Hello there. You may not know me, so allow me to introduce myself.
My name’s Dr. Anna Litticks. I’m a Chief Data Scientist, analysing my way through life, at some of the most infuriating businesses on the planet.
Of course I didn’t know this going in, lest I may have chosen another path.
If you’re reading this, chances are you’ve the same. You excel in a job virtually no one understands, except other Data Scientists of course, who you hardly ever meet, because well, you’re a Data Scientist.
So think of this as your safe space.
A place to raise a smile and be comforted by someone in the know.
In the next few issues of The Data Scientist, I’ll be giving you my top five ‘things’ I wish I’d known before starting my career.
Let’s start with the most obvious…
No one will ever understand what you do.
“Statistics?!” my Mother snapped.
“I don’t know love, it sounds pretty limiting. There aren’t many jobs at the National Statistics office. There’s Banking I guess? But I can’t see you in a pin-striped suit.”
It should’ve been a warning.
I’m sure that I get my intelligence from my Mother, but even her brilliant mind couldn’t see where a career in Data Science would take me. Of course, it wasn’t called that then. And so explaining its importance seemed like debating religion with a frog.

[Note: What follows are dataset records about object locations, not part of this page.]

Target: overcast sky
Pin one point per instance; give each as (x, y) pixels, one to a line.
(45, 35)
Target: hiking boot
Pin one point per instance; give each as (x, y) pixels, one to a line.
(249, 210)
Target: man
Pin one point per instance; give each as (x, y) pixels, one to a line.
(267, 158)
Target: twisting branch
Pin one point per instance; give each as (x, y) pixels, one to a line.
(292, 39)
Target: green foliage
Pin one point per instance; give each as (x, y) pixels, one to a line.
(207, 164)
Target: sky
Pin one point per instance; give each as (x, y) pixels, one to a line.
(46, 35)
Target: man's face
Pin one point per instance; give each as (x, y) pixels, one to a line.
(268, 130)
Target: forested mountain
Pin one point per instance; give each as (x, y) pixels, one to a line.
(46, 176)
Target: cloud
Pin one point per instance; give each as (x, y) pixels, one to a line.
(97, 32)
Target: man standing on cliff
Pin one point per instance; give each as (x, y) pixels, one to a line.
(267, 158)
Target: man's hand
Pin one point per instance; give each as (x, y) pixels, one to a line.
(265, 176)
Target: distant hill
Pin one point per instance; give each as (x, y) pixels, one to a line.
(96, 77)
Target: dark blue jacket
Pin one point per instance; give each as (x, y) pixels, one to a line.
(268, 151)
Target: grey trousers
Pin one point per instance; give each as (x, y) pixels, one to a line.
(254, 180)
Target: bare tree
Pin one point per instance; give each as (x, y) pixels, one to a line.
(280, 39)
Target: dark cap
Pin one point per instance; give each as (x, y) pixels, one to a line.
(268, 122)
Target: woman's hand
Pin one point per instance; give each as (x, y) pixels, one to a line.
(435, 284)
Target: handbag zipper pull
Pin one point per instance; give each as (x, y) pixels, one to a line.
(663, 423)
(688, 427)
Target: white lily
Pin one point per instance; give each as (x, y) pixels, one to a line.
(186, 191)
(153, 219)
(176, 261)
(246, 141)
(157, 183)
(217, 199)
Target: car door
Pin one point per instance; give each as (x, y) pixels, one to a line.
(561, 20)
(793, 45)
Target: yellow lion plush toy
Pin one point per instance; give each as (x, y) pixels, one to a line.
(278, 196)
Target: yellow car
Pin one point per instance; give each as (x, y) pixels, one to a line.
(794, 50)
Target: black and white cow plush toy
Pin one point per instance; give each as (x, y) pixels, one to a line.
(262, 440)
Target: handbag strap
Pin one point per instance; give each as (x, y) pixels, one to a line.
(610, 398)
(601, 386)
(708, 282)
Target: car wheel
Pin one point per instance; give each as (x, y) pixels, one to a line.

My Father, who I inherited my introverted nature from, just smiled and nodded with a “Sounds interesting to me?”
This only infuriated my Mother further, whose mind raced with the image of me burning my Maths tutor at the stake.
In the outside world things only got worse.
On the very rare occasion I describe my job to strangers (at events like weddings, where such banal queries seem mandatory), I witness people’s very souls evaporate, right after the word ‘Data’ is plonked awkwardly on the conversation altar.
These days I don’t bother and merely say “I’m a Scientist” which delivers a mildly less painful wry smile as the topic quickly shifts to what my husband does.
As if to illuminate my poor life choice for the masses, his easy to understand “I’m a Teacher” pleases them greatly.
It is easy to forgive occasions like these however, in lieu of the alternative, where the query holder has data sets of their own on the subject of Data Science and delivers their story as if it were complete and repeatable.
Where these ‘models’ exist, I’m at least thankful if it’s awkward wedding chatter, and not an interview, where the opinions of others will model my success, on a problem they think they understand, but don’t.